Krawcheck left Citi on September 22, 2008, following months of tension with chief executive officer Vikram Pandit due to the fact that Krawcheck argued for Citi to reimburse clients for defective investments distributed by Citi wealth management's brokers and bankers. Pandit and other chief officers at Citi disagreed, arguing that Citi had no legal obligation in the matter.

===Bank of America===
Following the acquisition of Merrill Lynch in 2009, Bank of America hired Krawcheck to head the new division. Although Bank of America then-chief executive Ken Lewis had attempted to cancel the deal in the weeks before it closed, fearing Merrill Lynch was in worse financial condition than previously known, Krawcheck led the unit to $3.1 billion in profits during her two years as president of the wealth management unit. In the second quarter of 2011, Krawcheck's division increased net income by 54 percent, from $329 million to $506 million, while Bank of America posted an overall $8.8 billion loss.
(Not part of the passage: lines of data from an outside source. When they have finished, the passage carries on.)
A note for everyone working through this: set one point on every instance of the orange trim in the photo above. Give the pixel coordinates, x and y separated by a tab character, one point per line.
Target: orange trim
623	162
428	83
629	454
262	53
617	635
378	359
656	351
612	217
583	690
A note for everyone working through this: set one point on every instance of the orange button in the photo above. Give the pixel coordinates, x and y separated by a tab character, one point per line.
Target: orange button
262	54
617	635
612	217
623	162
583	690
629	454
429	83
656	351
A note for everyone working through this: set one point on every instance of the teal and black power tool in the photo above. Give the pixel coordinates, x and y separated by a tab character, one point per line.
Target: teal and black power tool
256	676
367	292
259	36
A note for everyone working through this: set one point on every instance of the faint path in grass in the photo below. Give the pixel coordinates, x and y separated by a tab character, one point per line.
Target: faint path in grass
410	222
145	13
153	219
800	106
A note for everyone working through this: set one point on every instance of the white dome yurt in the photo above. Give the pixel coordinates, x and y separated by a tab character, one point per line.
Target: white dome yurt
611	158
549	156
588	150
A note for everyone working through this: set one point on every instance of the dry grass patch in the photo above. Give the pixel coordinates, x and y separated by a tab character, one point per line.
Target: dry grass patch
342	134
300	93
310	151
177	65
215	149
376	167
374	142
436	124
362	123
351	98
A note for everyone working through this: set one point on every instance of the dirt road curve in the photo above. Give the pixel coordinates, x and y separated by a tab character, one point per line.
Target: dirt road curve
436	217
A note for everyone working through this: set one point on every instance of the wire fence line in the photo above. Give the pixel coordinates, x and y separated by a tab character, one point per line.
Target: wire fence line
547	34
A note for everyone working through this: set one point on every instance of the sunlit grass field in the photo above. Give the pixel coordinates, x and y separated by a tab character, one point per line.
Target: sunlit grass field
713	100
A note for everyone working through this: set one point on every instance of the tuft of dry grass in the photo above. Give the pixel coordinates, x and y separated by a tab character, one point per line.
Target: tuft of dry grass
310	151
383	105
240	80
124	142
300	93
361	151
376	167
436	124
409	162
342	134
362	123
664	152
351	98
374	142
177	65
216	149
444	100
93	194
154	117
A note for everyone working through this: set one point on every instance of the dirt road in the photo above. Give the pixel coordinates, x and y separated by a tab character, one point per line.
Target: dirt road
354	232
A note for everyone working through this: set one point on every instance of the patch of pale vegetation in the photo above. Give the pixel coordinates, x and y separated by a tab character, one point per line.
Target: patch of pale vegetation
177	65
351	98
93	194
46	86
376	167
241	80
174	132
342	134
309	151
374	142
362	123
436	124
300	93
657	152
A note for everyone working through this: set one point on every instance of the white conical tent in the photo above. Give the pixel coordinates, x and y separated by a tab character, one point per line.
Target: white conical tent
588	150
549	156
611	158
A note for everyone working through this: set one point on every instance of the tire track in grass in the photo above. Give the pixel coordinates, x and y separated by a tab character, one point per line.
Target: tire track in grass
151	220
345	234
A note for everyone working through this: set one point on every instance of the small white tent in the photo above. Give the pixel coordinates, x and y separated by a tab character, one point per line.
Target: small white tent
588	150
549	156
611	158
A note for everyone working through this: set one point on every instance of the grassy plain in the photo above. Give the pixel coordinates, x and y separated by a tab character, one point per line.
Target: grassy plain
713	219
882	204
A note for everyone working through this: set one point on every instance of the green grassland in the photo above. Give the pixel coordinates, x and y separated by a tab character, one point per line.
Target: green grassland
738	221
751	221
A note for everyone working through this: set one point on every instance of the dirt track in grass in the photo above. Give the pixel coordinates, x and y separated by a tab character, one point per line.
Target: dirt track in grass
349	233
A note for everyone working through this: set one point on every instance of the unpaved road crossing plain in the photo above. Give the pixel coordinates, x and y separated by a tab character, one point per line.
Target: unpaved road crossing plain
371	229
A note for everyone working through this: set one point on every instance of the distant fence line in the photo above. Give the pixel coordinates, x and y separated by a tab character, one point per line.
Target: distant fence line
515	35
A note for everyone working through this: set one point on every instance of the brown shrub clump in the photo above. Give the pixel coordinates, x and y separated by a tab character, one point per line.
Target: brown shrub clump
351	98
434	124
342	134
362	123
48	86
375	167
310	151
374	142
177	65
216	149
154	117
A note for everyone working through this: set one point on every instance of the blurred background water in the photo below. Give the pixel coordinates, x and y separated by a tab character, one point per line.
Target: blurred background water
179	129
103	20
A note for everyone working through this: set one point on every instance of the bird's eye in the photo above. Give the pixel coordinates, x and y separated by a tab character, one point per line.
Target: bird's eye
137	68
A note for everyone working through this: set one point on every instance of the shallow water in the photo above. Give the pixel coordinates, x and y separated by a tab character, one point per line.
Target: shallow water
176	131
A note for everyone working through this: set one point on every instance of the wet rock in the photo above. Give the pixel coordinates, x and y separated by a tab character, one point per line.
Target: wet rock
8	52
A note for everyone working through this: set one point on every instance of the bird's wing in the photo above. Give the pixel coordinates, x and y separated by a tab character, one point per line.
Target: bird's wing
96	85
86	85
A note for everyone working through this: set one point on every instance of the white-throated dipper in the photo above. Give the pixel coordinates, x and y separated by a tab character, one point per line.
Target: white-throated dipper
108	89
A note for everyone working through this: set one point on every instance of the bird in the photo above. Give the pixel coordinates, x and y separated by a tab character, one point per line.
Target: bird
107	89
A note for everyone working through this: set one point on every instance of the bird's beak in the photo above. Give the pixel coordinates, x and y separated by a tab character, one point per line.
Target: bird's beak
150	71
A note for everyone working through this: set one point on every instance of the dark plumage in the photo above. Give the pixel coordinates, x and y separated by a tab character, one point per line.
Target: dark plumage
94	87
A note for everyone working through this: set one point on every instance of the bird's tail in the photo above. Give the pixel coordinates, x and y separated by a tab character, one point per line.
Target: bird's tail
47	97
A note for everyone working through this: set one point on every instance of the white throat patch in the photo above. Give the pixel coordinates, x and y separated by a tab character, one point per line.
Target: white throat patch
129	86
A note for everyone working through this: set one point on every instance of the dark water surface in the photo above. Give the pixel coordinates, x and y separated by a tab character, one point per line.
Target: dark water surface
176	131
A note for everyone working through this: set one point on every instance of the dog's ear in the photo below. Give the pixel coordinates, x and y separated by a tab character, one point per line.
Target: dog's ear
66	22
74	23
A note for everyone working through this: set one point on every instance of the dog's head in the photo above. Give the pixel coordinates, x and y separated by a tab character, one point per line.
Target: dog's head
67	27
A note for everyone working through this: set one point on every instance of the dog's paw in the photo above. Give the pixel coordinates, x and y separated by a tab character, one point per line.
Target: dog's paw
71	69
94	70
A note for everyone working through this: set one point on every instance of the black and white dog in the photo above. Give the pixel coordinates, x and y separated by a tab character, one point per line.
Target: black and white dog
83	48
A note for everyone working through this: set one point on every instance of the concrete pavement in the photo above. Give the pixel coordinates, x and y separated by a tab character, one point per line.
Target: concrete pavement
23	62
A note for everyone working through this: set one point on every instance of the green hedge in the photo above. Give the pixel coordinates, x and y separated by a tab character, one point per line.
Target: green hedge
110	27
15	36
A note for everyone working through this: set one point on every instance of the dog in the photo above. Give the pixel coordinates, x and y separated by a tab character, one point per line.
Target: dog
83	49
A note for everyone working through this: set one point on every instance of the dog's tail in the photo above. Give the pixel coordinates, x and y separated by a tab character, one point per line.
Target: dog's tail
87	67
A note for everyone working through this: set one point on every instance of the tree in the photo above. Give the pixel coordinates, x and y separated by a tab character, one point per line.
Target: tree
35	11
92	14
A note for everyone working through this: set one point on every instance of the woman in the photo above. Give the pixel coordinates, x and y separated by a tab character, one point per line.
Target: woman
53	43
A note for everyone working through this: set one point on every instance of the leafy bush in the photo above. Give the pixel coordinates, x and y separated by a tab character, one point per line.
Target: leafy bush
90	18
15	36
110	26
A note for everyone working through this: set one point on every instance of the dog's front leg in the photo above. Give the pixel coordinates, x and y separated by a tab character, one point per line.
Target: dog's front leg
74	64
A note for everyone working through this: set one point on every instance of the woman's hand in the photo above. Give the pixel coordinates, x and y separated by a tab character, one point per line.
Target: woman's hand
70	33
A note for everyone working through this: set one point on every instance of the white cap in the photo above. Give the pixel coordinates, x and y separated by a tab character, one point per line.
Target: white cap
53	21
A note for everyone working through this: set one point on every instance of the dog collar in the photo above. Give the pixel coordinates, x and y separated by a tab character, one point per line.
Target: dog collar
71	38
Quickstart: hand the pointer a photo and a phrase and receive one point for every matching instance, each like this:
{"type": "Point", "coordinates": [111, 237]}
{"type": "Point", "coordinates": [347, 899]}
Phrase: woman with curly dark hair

Krawcheck's position at Merrill was eliminated by the firm's new chief executive, Brian Moynihan, as part of restructuring, and Krawcheck left Bank of America on September 6, 2011. She received severance payments of $6 million.

===Ellevate Network===
Krawcheck acquired 85 Broads Unlimited LLC. (which is now doing business as Ellevate Network) in 2013 and is now the chairwoman of the organization.

===Ellevest===
Krawcheck is the co-founder and CEO of Ellevest, a digital investment platform for women. Ellevest's goal is to work to close the gender investing gap in the U.S. by "redefining investing for women."

==Recognition==
Krawcheck appeared in the top ten Forbes list of The World's 100 Most Powerful Women in 2005 and 2006. In 2008, she was named to Investment Advisor magazine's IA 25, the list of the 25 most influential people in and around the investment advisory business. She was recognized by the World Economic Forum as one of its Young Global Leaders. In 2012, she was credited by The Daily Beast as remaining one of the "rare honest voices on Wall Street." In December 2017, she was listed in a TechCrunch feature on 42 women succeeding in tech that year.

Krawcheck established a needs-based scholarship at her former secondary school, Porter-Gaud, awarding full tuition to students of exceptional aptitude.

==Personal life==
Krawcheck is married to financier Gary Appel, with whom she has a son and a daughter.